Forty cackles. Love doesn’t notice.

“That is genius. Old Sport, you need to make that.” Forty looks to see if Barry Stein has been eavesdropping but he hasn’t.

I shrug. “It’s just something I think would be funny.”

“You gotta think, it’s something that
will
be funny, Old Sport.”

And then Forty has to go
field some calls
and he leaves. Love comes over and sits on my lap. “You having fun?”

“Yes,” I say, and I am. With Love on my lap, I am calmer. I can love it here now that she’s not talking to Milo. The light in Malibu has power that you can’t buy on
Instagram. Everyone looks more alive than they did at Chateau, clearer yet grainier. The Aisles isn’t a home; it is a village and I wonder if any of the people who work at the Pantry know
about this place and if they want to get together and storm the gates. I can picture them all shrieking,
WE DON’T WANT LOVE

GIVE US MONEY!

Dottie says we’ve got to get ready for dinner and I didn’t realize time was passing. Love says that happens in Malibu. “Beach brain.”
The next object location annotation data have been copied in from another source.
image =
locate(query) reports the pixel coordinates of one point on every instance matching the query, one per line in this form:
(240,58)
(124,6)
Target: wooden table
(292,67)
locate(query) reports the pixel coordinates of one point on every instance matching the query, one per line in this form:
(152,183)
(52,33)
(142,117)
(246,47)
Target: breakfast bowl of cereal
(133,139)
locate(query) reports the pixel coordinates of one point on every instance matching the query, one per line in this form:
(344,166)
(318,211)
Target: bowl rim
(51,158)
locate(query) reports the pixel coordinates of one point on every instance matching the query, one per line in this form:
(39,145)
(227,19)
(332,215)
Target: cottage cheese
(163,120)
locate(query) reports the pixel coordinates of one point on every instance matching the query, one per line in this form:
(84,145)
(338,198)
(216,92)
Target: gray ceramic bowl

Forty returns, iPad in hand. “Check it out, Old Sport,” he says.

And it’s like Calvin redux. I recognize the Funny or Die logo and I groan but Forty promises this is
gold.
The opening titles roll, followed by Liam Neeson and son in
Love
Actually
and my heart rate quickens—that’s my idea—and they’re on the couch, watching Kate and Leo in
Revolutionary Road
—my idea!—and the screen
rolls black and I see words I like, words that belong together, the way happily married people do:

Written and Directed by Joe Goldberg

Love is laughing and clapping and I hug Forty and shake his hand and thank him but he tells me not to thank him. “This was all you, Old Sport!”

“But I didn’t do anything,” I protest. “I just had an idea.”

“Bullshit,” he says. “You had an ending. Everyone has a beginning, but you are the guy who knew how it ended.”

He hands off
my film
to Barry Stein. A new life is possible for me and I see how it is possible to become infected with aspirations. I might be
discovered
like Mark Wahlberg in
Boogie Nights
before he fucks it all up. But Barry Stein calls my video
cute.
I seethe. Once upon a time in New York I was

Different, hot

And in Malibu according to that dirty old fucker, a purveyor of hokey, dated, prefab rom-comedies, I am

Cute.

It’s a buzzkill. The conversation drifts away from
my movie.
Barry Stein taps his cigar, then hands them out to Ray, Forty, and Milo. He doesn’t offer one to me. Forty picks
mint leaves out of his teeth and runs his hands through his hair. He is hurt; he didn’t like
cute
either.

“So I have this idea,” Forty says, and Barry says he needs to use the restroom and Milo needs to find his sun block and Love needs to help her mom.

I look at Forty. “Cute my ass.”

Forty smiles. “Right on, Old Sport, right on.”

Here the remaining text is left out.